The following command is an example of how to create the server’s private key (server.key), Certificate Signing Request (CSR) (server.csr) and certificate (server.crt):

$ openssl genrsa -out server.key 2048
$ openssl req -new -key server.key -out server.csr
$ openssl x509 -req -in server.csr -CA ca.crt -CAkey ca.key -set_serial 100 -days 365 -outform PEM -out server.crt

Now, store the server key (server.key) and certificate (server.crt) file in some location (preferably inside /etc/certs) and set its path in the .conf file (/etc/apache2/sites-enabled/https_jans.conf) with SSLCertificateFile and SSLCertificateKeyFile directives at Line 29-30 as:

    SSLCertificateFile /etc/certs/bankgluu/server.crt
    SSLCertificateKeyFile /etc/certs/bankgluu/server.key

The path of CA certificate file should be set to SSLCACertificateFile directive as:

    SSLCACertificateFile /etc/apache2/certs/matls.pem    

The following commands will create client’s private key (client.key), CSR (client.csr) and certificate (client.crt):

$ openssl genrsa -out client.key 2048
$ openssl req -new -key client.key -out client.csr
$ openssl x509 -req -in client.csr -CA ca.crt -CAkey ca.key -set_serial 101 -days 365 -outform PEM -out client.crt

The following command will create a client certification chain (private key, public certificate and ca certificate) into the file client.pem:

$ cat client.key client.crt ca.crt >client.pem

Use this pem file to create JWKs for the clients (if required). To create a JWK, you can use a free utility published at https://mkjwk.org. Or you can download the command-line tool from GitHub. There are numerous other online PEM-to-JWKS tools available like JWKConvertFunctions. We may need to add/update some data in these generated JWKs.

Note

It is important to give different values of the Common Name field (“Common Name (e.g. server FQDN or YOUR name) []”) for the CA, Server and clients. Other fields may have common values but the same values for Common Name of all certificates results in certificate verification failed at runtime.
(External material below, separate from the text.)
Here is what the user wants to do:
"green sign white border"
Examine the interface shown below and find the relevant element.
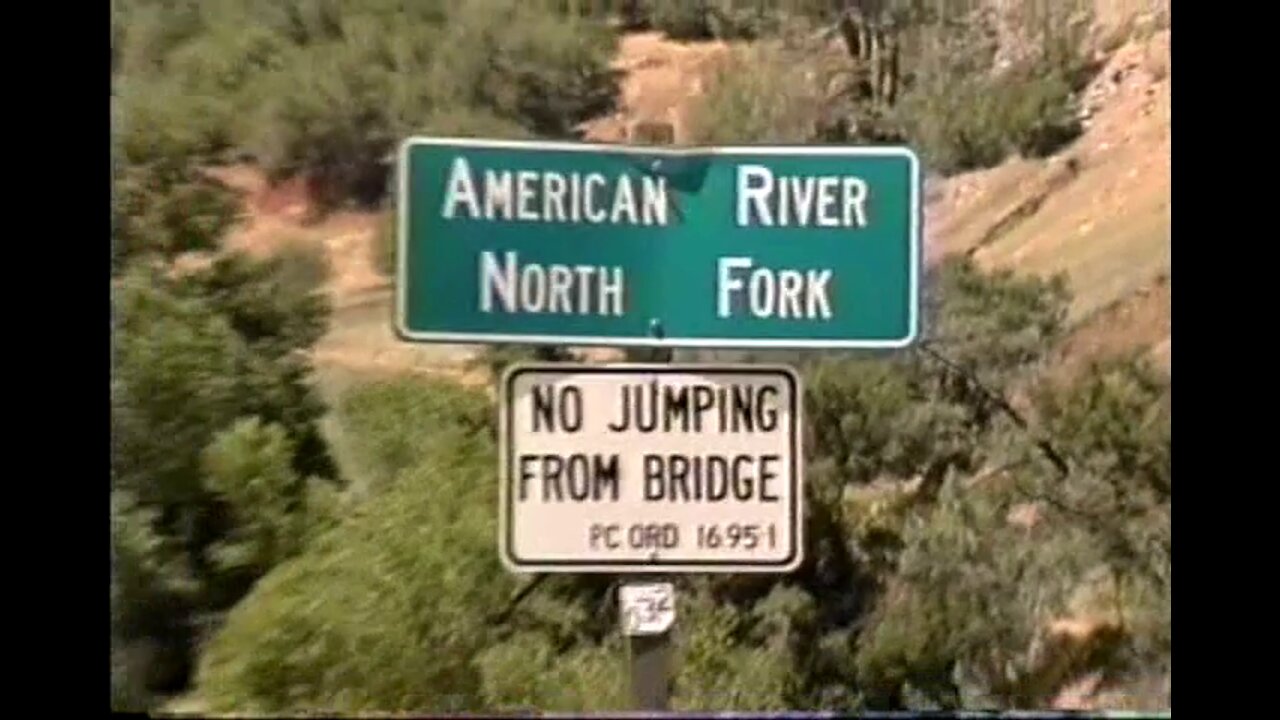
[394,136,924,350]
Importing the CA and signing certificates into Auth-Server keystore:#

The command line utility keytool is installed with JDK, it can be used to import the certificate and keys into the JVM keystore and jans-auth server’s keystore.

./keytool -importcert -file /path/to/file/filename.cer -keystore /path/to/file/filename.jks -alias yourkeystore

./keytool -importkeystore -srckeystore /path/to/file/filename.jks -srcstoretype JKS -destkeystore /opt/jre/lib/security/cacerts -deststoretype JKS

Accessing the Platform#

After successful installation, access the Gluu Open Banking Platform using either our CLI or curl.